= Domnall Ilchelgach =

High King of Ireland

Domnall mac Muirchertaig (died c. 566), called Domnall Ilchelgach (Domnall of the Many Deceits) and Domnall mac Maic Ercae, was said to be a High King of Ireland.

Domnall was a son of Muirchertach mac Muiredaig, and belonged to that part the northern branch of the Uí Néill—the kindred name is probably anachronistic in his time and dates from perhaps a generation later—which would later be known as the Cenél nEógain. Together with his brother Forggus, and perhaps also their kinsman Ainmuire mac Sétnai, he is said to have been High King following the death of Diarmait mac Cerbaill, whose enemy they had been. The beginning of their reign is conventionally dated to c. 565, based on the testimony of the Annals of Ulster, but recent studies have suggested that this is several years too late and that the dates in the Annals of Tigernach are more reliable in this period.

Domnall, Forggus and Ainmuire, perhaps with the aid of Áed mac Echach, King of Connacht defeated Diarmait mac Cerbaill at the Battle of Cúl Dreimhne in the early 560s, but Diarmait retained his hold on power.
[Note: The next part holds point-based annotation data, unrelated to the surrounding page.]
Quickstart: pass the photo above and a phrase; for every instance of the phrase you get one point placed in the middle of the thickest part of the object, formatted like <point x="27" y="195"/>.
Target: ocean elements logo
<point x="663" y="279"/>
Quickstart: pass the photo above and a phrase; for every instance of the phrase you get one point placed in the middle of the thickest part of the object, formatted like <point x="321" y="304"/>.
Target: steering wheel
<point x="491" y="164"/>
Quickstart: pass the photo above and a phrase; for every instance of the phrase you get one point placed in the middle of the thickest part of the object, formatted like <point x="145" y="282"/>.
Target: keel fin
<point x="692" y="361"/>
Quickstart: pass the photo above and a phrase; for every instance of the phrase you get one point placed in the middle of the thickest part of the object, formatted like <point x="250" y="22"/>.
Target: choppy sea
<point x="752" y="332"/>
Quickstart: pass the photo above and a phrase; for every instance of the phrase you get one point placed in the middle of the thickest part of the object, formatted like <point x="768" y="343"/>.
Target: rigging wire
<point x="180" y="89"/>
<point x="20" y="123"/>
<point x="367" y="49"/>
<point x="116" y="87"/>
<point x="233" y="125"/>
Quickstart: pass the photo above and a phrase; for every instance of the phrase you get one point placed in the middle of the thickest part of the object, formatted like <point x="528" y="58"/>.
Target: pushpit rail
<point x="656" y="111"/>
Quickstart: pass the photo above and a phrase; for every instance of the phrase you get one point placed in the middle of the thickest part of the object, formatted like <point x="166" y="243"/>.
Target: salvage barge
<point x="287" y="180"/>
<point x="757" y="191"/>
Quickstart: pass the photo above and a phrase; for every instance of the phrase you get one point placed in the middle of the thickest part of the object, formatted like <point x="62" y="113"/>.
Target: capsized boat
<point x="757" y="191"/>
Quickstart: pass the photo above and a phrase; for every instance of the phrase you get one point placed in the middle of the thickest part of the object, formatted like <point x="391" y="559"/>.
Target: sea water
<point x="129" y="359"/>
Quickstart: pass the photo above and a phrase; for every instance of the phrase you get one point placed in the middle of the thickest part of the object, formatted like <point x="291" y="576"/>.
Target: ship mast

His authority may have been strengthened by the decisive defeat which Domnall, Forggus and their allies inflicted on the cruithne of Ulster at the battle of Móin Daire Lothair in the year following Cúl Dreimne. Domnall and Forggus are thought to have been recognised as Diarmait's successors after Cúl Dreimne. Their joint reign was short, a battle in the lands of the River Liffey in Leinster being recorded shortly before Domnall's death in about 566.

Domnall's sons Eochaid and Áed Uaridnach were reckoned High Kings and the great majority of Cenél nEógain kings counted as High Kings of Ireland were his descendants.